Several new studies of hydroxyurea as an anti-HIV agent were presented at the 4th National Conference of Human Retroviruses and Opportunistic Infections in Washington, D.C. showing significant antiviral activity in patients with HIV infection. Hydroxyurea is an anticancer drug which inhibits a cellular enzyme, ribonucleotide reductase, which is required for syntheses of proviral DNA. In the largest study, presented by Rutschmann and colleagues from Geneva, Switzerland, 142 antiretroviral naive (80%) patients were randomized to receive either ddI (200 mg twice daily) + d4T (40 mg twice daily) + placebo or ddI + d4T + hydroxyurea (500 mg twice daily). The average reduction in HIV RNA was more pronounced among those who received the hydroxyurea-containing combination (-2.2 logs) as compared to the ddI + d4T group (-1.8 logs), and 55% versus 32% of patients in the respective groups were below the level of detection (200 copies/ml) after 12 weeks of therapy. The group receiving the hydroxyurea however had a smaller increase in CD4 cells (+10) than the group receiving hydroxyurea (+91), but the lack of an effect on CD4 counts could be explained by hydroxyurea-induced lymphopenia. Twenty patients stopped therapy due to neuropathy (2), nausea (6), psychiatric disorder (1), nail dystrophy (1), and voluntary withdrawal (10).

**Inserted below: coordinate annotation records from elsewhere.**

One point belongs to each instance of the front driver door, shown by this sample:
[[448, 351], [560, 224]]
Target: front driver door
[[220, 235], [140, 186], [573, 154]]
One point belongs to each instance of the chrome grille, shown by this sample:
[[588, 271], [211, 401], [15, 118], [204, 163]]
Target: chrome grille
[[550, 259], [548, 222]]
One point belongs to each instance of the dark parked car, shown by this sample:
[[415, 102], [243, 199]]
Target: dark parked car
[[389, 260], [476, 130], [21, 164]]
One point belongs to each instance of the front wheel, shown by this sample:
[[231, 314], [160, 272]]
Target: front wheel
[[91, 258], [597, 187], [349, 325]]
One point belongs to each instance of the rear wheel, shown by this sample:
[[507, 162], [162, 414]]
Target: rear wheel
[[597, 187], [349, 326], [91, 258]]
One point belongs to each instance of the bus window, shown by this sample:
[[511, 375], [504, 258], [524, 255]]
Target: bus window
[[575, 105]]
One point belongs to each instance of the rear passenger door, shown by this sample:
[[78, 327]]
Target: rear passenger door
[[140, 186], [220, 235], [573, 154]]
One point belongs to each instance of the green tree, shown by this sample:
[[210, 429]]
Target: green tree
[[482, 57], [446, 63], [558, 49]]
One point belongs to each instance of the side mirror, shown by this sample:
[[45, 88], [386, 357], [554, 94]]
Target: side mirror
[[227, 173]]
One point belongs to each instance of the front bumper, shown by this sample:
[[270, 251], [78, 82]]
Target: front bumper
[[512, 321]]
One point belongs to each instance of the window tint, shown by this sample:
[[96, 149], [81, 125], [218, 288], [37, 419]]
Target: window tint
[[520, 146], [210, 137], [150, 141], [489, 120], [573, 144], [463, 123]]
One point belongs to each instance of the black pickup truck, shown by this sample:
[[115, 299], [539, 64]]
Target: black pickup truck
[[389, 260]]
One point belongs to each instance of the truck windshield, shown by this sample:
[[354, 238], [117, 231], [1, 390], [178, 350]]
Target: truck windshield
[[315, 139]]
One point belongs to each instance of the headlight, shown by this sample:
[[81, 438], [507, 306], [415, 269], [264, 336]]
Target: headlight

A smaller study conducted by Richard Pollard and others from the University of Texas evaluated the effect of ddI + d4T + hydroxyurea in 12 patients with a mean CD4 count of 216, most (11) of whom were on antiretroviral monotherapy. CD4 counts increased in half of the patients by an average of 84 cells and decreased in 3 patients by an average of 34 cells after 4 weeks of therapy. Viral loads decreased by 1.6-2.5 logs in these 9 patients, and was suppressed in four patients who continued the therapy for 12 weeks. The most common major side effect was neutropenia which developed in 4 patients entering the study with absolute neutrophil counts below 1700 cells/ul, but was reversible upon withdrawal of hydroxyurea.

In another poster presentation Franco Lori and colleagues from the Research Institute of Genetic and Human Therapy in Maryland presented data on over 40 patients who have received ddI and hydroxyurea combination therapy for over one year with no evidence of breakthrough viral replication. The combination of ddI and hydroxyurea was unable to prevent the emergence of mutations that confer ddI resistance, yet the mutants wer still sensitive to standard doses of ddI in the presence of hydroxyurea. Indeed in a comparative study of genotypic data from patients who received either ddI monotherapy or ddI + hydroxyurea, those in the monotherapy arm developed codon mutations in the 69-74 region less frequently (37.5%) than those in the combination arm (58.3%). They proposed that in vivo hydroxyurea lowers the levels of the cellular competitor of ddI, dATP which allows for the incorporation of ddI, even if the reverse transcriptase is resistant to the nucleoside analogue.

Hydroxyurea continues to be studied in various clinical trials in the United States and Europe, including an ACTG trial and an AmFAR sponsored trial which is fully enrolled and is expected to have results shortly.